Dieser Entwicklung hielten die Benediktiner das religiöse Bekenntnis entgegen, dass jeder Mensch nach dem Bild Gottes geschaffen sei. Schnabel unterstrich die besondere Rolle der Christen in Nahost: „Wir sind weder pro Israel noch pro Palästina – wir sind pro Mensch.“
Jeder Mensch ist heilig
Schnabel hält sich derzeit auf Einladung der Linzer Sektion der Stiftung „Pro Oriente“ in Oberösterreich auf. Er ist Konsultor der Stiftung. Seit dem 7. Oktober 2023 seien Christen sowohl durch Angriffe palästinensischer Terrororganisationen als auch durch militärische Aktionen der israelischen Armee ums Leben gekommen, berichtet er.
In den Kirchen des Nahen Ostens gebe es kein Schwarz-Weiß, betonte der Abt: Christen würden sowohl Arabisch als auch Hebräisch sprechen. Sie würden täglich die Vielfalt der Region leben.

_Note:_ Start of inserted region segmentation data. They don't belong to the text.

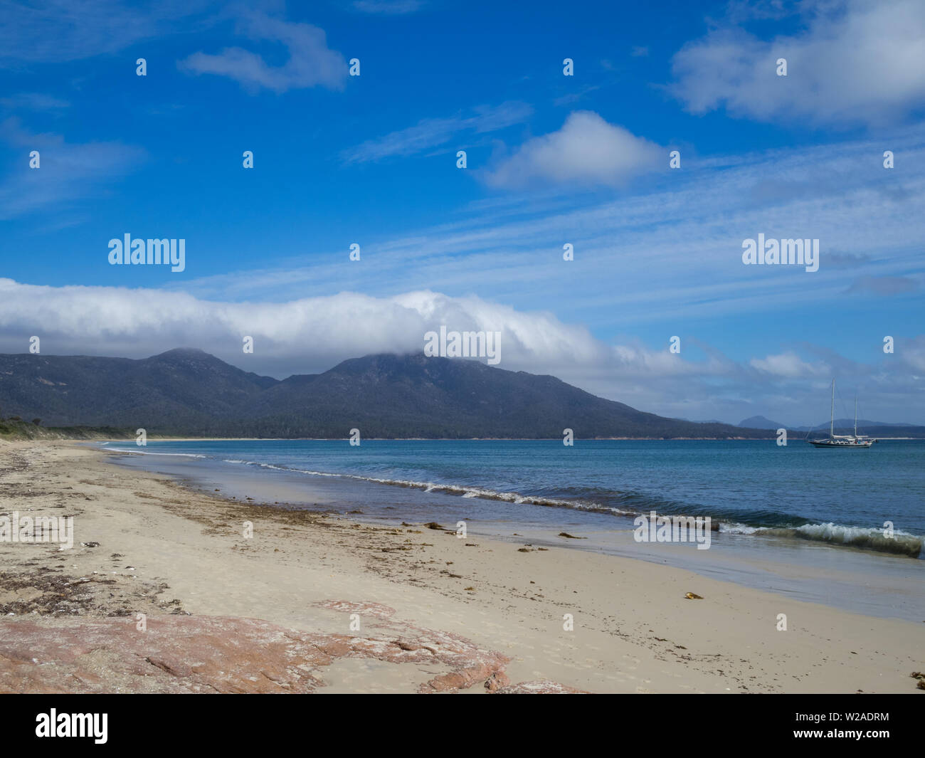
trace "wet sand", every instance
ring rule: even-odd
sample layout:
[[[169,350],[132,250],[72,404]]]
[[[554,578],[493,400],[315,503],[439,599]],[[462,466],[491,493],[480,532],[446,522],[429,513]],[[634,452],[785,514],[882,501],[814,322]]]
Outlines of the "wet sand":
[[[0,514],[75,528],[68,551],[0,542],[0,691],[921,692],[920,621],[229,501],[105,457],[0,442]]]

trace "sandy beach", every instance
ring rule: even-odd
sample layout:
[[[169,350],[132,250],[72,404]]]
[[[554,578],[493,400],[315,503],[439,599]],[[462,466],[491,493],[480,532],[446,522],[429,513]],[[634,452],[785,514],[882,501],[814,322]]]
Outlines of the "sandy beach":
[[[0,541],[0,691],[921,693],[920,622],[105,457],[0,441],[0,516],[74,525],[70,550]]]

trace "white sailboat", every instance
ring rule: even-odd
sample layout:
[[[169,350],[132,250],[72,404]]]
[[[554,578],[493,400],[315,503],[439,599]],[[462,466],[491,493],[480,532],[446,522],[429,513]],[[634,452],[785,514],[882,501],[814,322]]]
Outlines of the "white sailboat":
[[[829,419],[828,440],[807,440],[813,447],[837,447],[858,450],[869,448],[876,440],[864,435],[857,435],[857,396],[855,395],[855,433],[835,434],[835,379],[832,380],[832,416]]]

Entsprechend klar positionierten sich die kirchlichen Autoritäten: In all ihren Erklärungen stehe die Heiligkeit des menschlichen Lebens im Mittelpunkt – unabhängig von politischer Zugehörigkeit oder Herkunft.
Auf niemandes Seite
So würden die Kirchen einerseits die sofortige Freilassung aller Geiseln fordern, andererseits ein Ende der Blockade humanitärer Hilfe für die Zivilbevölkerung in Gaza. Langfristig könne Friede nur gelingen, wenn politische Lösungen sowohl das Recht auf eine sichere Heimat für Juden als auch das Selbstbestimmungsrecht der Palästinenser anerkennen, so Schnabel.
Das Bekenntnis zur Heiligkeit eines jeden menschlichen Lebens sei der Leitstern, dem die benediktinische Mönchsgemeinschaft der Dormitio-Abtei im Heiligen Land folge. „Wir wollen mit unseren beiden Klöstern Hoffnungsinseln im gegenwärtigen Ozean von Leid sein“, äußert Schnabel.
Ein bewusstes Ja zum Heiligen Land
Beide Klöster seien in den vergangenen Jahren durchgehend geöffnet gewesen. Alle Mönche seien geblieben, nicht ein einziger der 24 örtlichen Mitarbeiter sei entlassen worden. Man habe in Jerusalem kulturelle Akzente der Versöhnung setzen können. Um niemanden von den Angestellten zu entlassen, würden die Mönche auf Rückstellungen für die Altersvorsorge zurückgreifen und seien für viele Spenden dankbar.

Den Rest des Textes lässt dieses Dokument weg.